This is a good reminder for my all-in, gung-ho personality. I’m either doing it or I’m doing something else. Does that resonate with anyone else here?
A Recent article by Trail Sister Katelynn Wagner got me thinking about mileage defining a runner. I’ve had countless people tell me “I run, but not like you do.” To which I constantly reply, it doesn’t matter, we can relate as runners. And in my own current shift (the fodder for this article) I realize that the mileage I am running right now doesn’t shift my definition of a runner. Another fellow Trail Sister, Maria Dalzot has a great analogy she explained during a nutrition talk. She used a temperature dial versus an on off switch to describe and gauge one’s relationship with diet. It doesn’t have to be a perfect or horrific day in terms of what you ate, it can be a dial turned up or down. I’m applying this same analogy to the runner identity. The dial (mileage) is in a range, not completely on or off.

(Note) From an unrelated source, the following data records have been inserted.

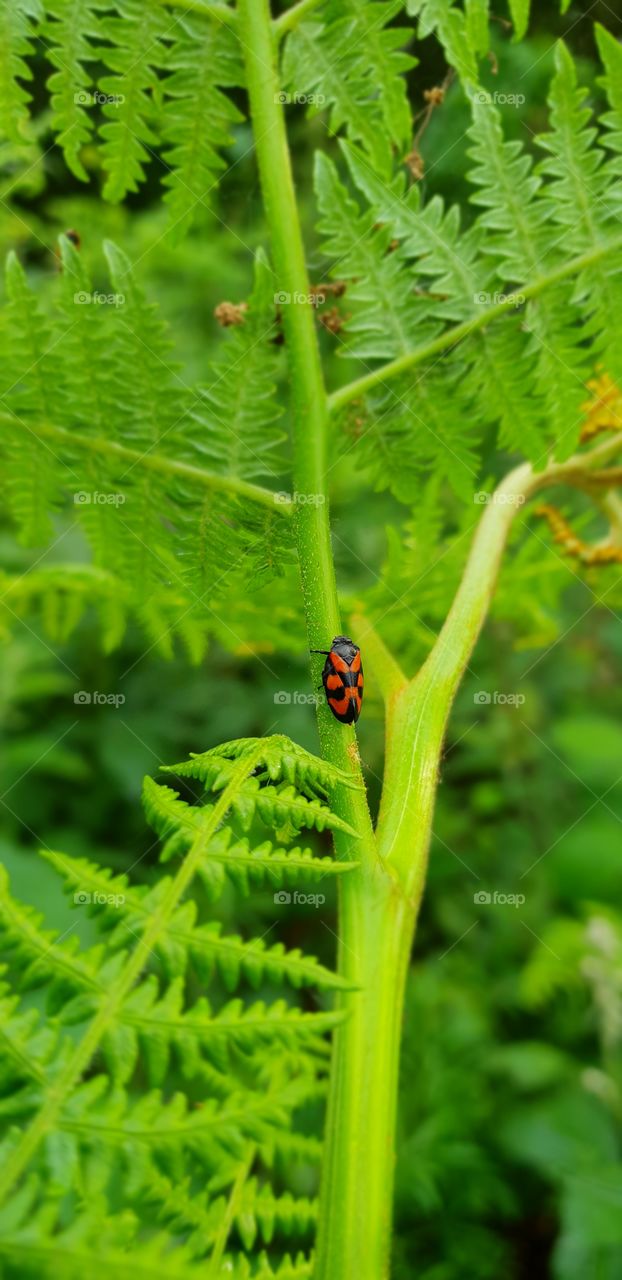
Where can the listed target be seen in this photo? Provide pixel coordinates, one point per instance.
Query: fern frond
(17, 35)
(364, 91)
(237, 414)
(250, 1064)
(172, 535)
(133, 53)
(197, 117)
(69, 44)
(233, 958)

Balance has always been the goal and the struggle, and I find it coming up again as I shift and morph pieces of my life. While trying to figure out how all the bits fit into a day, week and month, I find myself asking, how does one be a present partner, have time for family and friends, train long miles, integrate with a new family, work, write a book, have a pup, travel, take care of physical and mental self, volunteer… let alone the basics like take a shower or cook a meal?
To me, finding balance in it all means I have to prioritize and, inevitably, something has to give. That last reality is a struggle for my “I can do it” insistence. The amount of energy I have to put my all-in attitude into a lot of directions has a limit (a limit that has changed as I’ve added years, but that’s perhaps another post). Multi-tasker extraordinaire, the real gift is to know when to say no, for now.
I’ve been lucky, made sacrifices and worked hard to be able to prioritize big blocks of training on a near daily basis for a number of years. I’ve taken breaks and focused on other things for short periods of time, always with another running goal planned to kick off a restart in the future. Maintaining a constant goal-oriented mindset. Now, pausing a bit longer on setting the next goal I had to work through the in-between. I battled a bit with a couple of questions. If I’m not prioritizing my daily running am I still a runner? Can I still call myself an ultrarunner if I’m running 30-mile weeks? I mentally threatened and may have even verbally announced that I’m “retiring”, but I realize now, and with some supportive conversations, that was just my all-or-nothing attitude toward trying to figure out a new relationship with the same thing. Truth is, I can’t imagine life without the thought of being able to go for a run. I can trust that 3 miles or 30 miles can give me a similar connection to the constant that has always been there.
I have a quote “There are not many issues in life that a long run cannot solve, sometimes the run has to be a bit longer.”
Giving the same quote a little twist on the meaning has also helped. Knowing that sometimes I physically cannot run those longer miles (time or not being in condition for it). Having had many long run experiences to work through life’s issues has taught me how to work through and I can create the same headspace in other ways – walk with the dog, meditation, writing.
“It’s not always; it’s just right now,” another quote learned while pushing through tough times on the trail and again when I first adopted PD, plays forward to know that whatever mileage I’m running or time I’m putting into other aspects of life is fleeting. Things will change. Energy will shift.
Regardless, running is my constant and when I check-in, I know it will always be there for me. It always has. Through all of life’s changes, highs and lows I have always been able to go for a run. I may not be ticking off 60-100 mile weeks (for now), but I have a lifetime identifying as a runner.